Experimental Evaluation

Extensive experiments were conducted using CMoralEval on 26 different Chinese LLMs to evaluate their moral reasoning capabilities. Models were tested under zero-shot and few-shot settings to provide a detailed analysis of their ethical alignment capacities. The results indicate that CMoralEval presents a challenging benchmark, with many models performing near random guessing levels for moral discernment.

Figure 2: Few-shot performance across subdivisions of CMoralEval, showcasing LLMs' handling of moral scenarios.

It was observed that larger models generally performed better in scenarios involving personal and familial morality, potentially due to more comprehensive training data that captures these nuances. Models tuned with reinforcement learning (RLHF) did not consistently outperform others, suggesting the complexity of tuning LLMs for moral tasks.
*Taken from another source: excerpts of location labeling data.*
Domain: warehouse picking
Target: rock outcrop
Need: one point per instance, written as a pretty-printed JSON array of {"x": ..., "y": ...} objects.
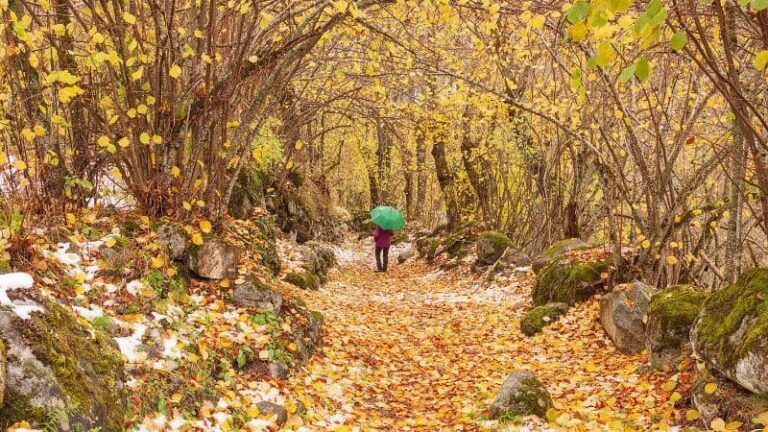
[
  {"x": 521, "y": 395},
  {"x": 60, "y": 372},
  {"x": 173, "y": 239},
  {"x": 490, "y": 246},
  {"x": 556, "y": 252},
  {"x": 564, "y": 282},
  {"x": 541, "y": 316},
  {"x": 215, "y": 259},
  {"x": 731, "y": 332},
  {"x": 671, "y": 314},
  {"x": 622, "y": 313},
  {"x": 257, "y": 295}
]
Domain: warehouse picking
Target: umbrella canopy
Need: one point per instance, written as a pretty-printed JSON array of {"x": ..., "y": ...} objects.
[{"x": 388, "y": 218}]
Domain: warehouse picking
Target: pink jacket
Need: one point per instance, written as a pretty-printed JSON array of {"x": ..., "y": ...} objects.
[{"x": 383, "y": 237}]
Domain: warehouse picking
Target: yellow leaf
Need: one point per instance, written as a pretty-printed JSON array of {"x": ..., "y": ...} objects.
[
  {"x": 174, "y": 71},
  {"x": 717, "y": 424},
  {"x": 158, "y": 262},
  {"x": 205, "y": 226},
  {"x": 128, "y": 18}
]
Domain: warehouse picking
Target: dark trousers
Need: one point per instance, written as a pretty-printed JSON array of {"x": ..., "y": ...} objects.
[{"x": 382, "y": 266}]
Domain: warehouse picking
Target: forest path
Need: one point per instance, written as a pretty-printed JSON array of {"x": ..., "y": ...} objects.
[{"x": 422, "y": 349}]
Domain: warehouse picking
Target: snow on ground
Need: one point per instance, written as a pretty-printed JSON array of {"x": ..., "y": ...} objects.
[{"x": 18, "y": 281}]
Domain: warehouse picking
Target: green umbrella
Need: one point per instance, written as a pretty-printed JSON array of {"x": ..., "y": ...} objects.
[{"x": 388, "y": 217}]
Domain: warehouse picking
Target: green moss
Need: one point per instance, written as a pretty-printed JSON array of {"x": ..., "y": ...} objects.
[
  {"x": 534, "y": 321},
  {"x": 88, "y": 368},
  {"x": 675, "y": 309},
  {"x": 130, "y": 228},
  {"x": 497, "y": 239},
  {"x": 303, "y": 280},
  {"x": 726, "y": 311},
  {"x": 569, "y": 282},
  {"x": 732, "y": 402},
  {"x": 17, "y": 408}
]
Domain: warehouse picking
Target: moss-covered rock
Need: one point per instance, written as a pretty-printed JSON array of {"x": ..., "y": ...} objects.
[
  {"x": 622, "y": 314},
  {"x": 728, "y": 401},
  {"x": 490, "y": 246},
  {"x": 671, "y": 314},
  {"x": 253, "y": 293},
  {"x": 556, "y": 252},
  {"x": 172, "y": 239},
  {"x": 60, "y": 372},
  {"x": 215, "y": 259},
  {"x": 521, "y": 395},
  {"x": 534, "y": 321},
  {"x": 303, "y": 280},
  {"x": 2, "y": 371},
  {"x": 731, "y": 332},
  {"x": 563, "y": 282}
]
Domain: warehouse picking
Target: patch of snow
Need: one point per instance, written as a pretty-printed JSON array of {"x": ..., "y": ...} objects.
[
  {"x": 134, "y": 287},
  {"x": 89, "y": 314},
  {"x": 129, "y": 345},
  {"x": 15, "y": 281}
]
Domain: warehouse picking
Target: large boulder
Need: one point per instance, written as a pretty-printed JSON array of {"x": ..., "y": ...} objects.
[
  {"x": 717, "y": 397},
  {"x": 556, "y": 252},
  {"x": 622, "y": 313},
  {"x": 521, "y": 395},
  {"x": 257, "y": 295},
  {"x": 564, "y": 282},
  {"x": 671, "y": 314},
  {"x": 172, "y": 239},
  {"x": 541, "y": 316},
  {"x": 59, "y": 370},
  {"x": 303, "y": 280},
  {"x": 215, "y": 259},
  {"x": 731, "y": 332},
  {"x": 490, "y": 246}
]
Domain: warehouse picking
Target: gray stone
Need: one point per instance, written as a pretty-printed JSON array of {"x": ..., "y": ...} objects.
[
  {"x": 172, "y": 239},
  {"x": 557, "y": 251},
  {"x": 270, "y": 409},
  {"x": 256, "y": 294},
  {"x": 279, "y": 370},
  {"x": 731, "y": 331},
  {"x": 490, "y": 246},
  {"x": 406, "y": 255},
  {"x": 671, "y": 315},
  {"x": 55, "y": 363},
  {"x": 215, "y": 259},
  {"x": 622, "y": 313},
  {"x": 521, "y": 395}
]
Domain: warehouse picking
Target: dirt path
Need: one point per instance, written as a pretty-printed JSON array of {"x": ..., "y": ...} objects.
[{"x": 417, "y": 349}]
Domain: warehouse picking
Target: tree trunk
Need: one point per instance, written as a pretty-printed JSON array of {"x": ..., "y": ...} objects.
[{"x": 445, "y": 179}]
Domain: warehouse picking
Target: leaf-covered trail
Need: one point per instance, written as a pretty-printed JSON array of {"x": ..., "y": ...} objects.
[{"x": 417, "y": 349}]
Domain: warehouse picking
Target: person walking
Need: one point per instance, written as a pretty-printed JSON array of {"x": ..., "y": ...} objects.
[
  {"x": 387, "y": 220},
  {"x": 383, "y": 239}
]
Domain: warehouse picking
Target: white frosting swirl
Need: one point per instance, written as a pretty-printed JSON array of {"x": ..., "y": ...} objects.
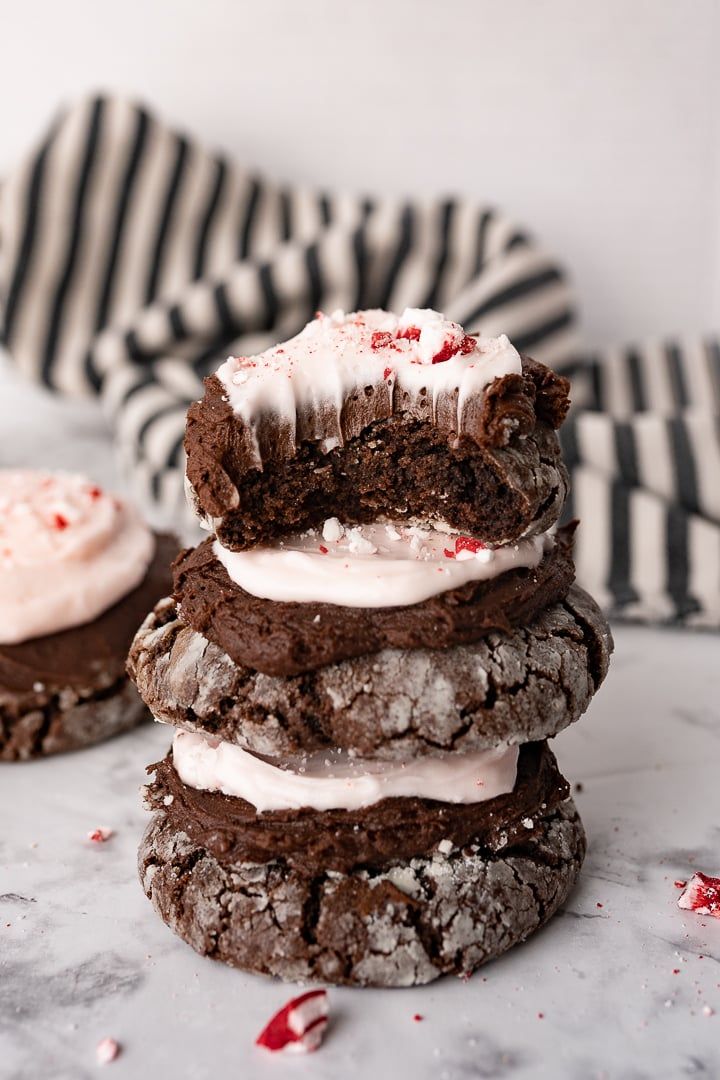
[
  {"x": 337, "y": 781},
  {"x": 68, "y": 552},
  {"x": 372, "y": 566}
]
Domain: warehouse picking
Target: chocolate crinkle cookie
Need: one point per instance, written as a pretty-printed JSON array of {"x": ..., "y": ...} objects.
[{"x": 445, "y": 914}]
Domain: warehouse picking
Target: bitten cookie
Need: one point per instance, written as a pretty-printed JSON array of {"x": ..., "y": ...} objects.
[
  {"x": 78, "y": 570},
  {"x": 402, "y": 926},
  {"x": 368, "y": 416}
]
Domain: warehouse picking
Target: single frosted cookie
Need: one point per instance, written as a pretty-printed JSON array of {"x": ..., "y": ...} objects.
[
  {"x": 289, "y": 638},
  {"x": 367, "y": 417},
  {"x": 78, "y": 572},
  {"x": 522, "y": 686},
  {"x": 401, "y": 926}
]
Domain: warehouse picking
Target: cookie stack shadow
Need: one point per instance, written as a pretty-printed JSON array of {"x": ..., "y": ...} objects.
[{"x": 405, "y": 888}]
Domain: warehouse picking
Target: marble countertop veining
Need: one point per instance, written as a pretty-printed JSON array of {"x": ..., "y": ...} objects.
[{"x": 621, "y": 985}]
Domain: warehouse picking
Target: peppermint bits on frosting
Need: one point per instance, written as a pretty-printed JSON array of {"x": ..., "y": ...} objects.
[
  {"x": 419, "y": 361},
  {"x": 68, "y": 551}
]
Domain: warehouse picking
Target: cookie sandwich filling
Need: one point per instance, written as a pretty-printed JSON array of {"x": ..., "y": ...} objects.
[
  {"x": 336, "y": 780},
  {"x": 68, "y": 552},
  {"x": 374, "y": 566}
]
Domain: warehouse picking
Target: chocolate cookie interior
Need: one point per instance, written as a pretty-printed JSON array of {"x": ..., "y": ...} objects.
[{"x": 396, "y": 468}]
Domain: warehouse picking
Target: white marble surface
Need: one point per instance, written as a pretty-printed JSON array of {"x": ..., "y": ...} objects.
[{"x": 622, "y": 987}]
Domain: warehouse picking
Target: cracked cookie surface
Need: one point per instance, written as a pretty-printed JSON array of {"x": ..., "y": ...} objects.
[
  {"x": 518, "y": 687},
  {"x": 403, "y": 926}
]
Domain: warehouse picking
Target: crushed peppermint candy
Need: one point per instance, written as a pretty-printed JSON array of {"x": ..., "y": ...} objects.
[
  {"x": 299, "y": 1026},
  {"x": 106, "y": 1051},
  {"x": 702, "y": 895},
  {"x": 100, "y": 835}
]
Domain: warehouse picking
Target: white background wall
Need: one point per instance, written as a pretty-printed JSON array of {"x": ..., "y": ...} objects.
[{"x": 596, "y": 124}]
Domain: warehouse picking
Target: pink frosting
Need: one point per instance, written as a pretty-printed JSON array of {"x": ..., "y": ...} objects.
[{"x": 68, "y": 552}]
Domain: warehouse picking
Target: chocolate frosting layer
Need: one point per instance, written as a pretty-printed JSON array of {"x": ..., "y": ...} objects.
[
  {"x": 87, "y": 657},
  {"x": 496, "y": 487},
  {"x": 291, "y": 638},
  {"x": 388, "y": 832}
]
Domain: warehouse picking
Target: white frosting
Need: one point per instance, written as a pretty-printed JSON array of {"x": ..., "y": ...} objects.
[
  {"x": 336, "y": 781},
  {"x": 421, "y": 352},
  {"x": 372, "y": 565},
  {"x": 68, "y": 551}
]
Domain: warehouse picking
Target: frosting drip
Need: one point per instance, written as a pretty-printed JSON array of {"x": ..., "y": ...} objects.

Figure 3: Few-shot results across moral categories confirming Yi-34B-Chat's prominence in familial and personal morality contexts.

Implications and Future Prospects

The implications of CMoralEval extend beyond benchmarking; it is an essential step toward understanding how current LLMs align with ethical standards. The dataset exposes significant gaps in moral reasoning, necessitating advanced methodologies for enhancing LLM ethical training. Future developments may include incorporating moral context understanding and detailed ethical decision-making frameworks tailored for AI systems to address these deficiencies.

Figure 4: Analysis of LLM performance on single-category versus multi-category questions in CMoralEval.

Conclusion

CMoralEval offers a novel and comprehensive approach to evaluating the moral reasoning capabilities of Chinese LLMs. While results show considerable room for improvement in LLMs' moral sensitivity, CMoralEval sets the path for further advancements in AI ethics within culturally nuanced frameworks. This benchmark underscores the need for continued exploration and refinement in AI moral reasoning and alignment to societal norms.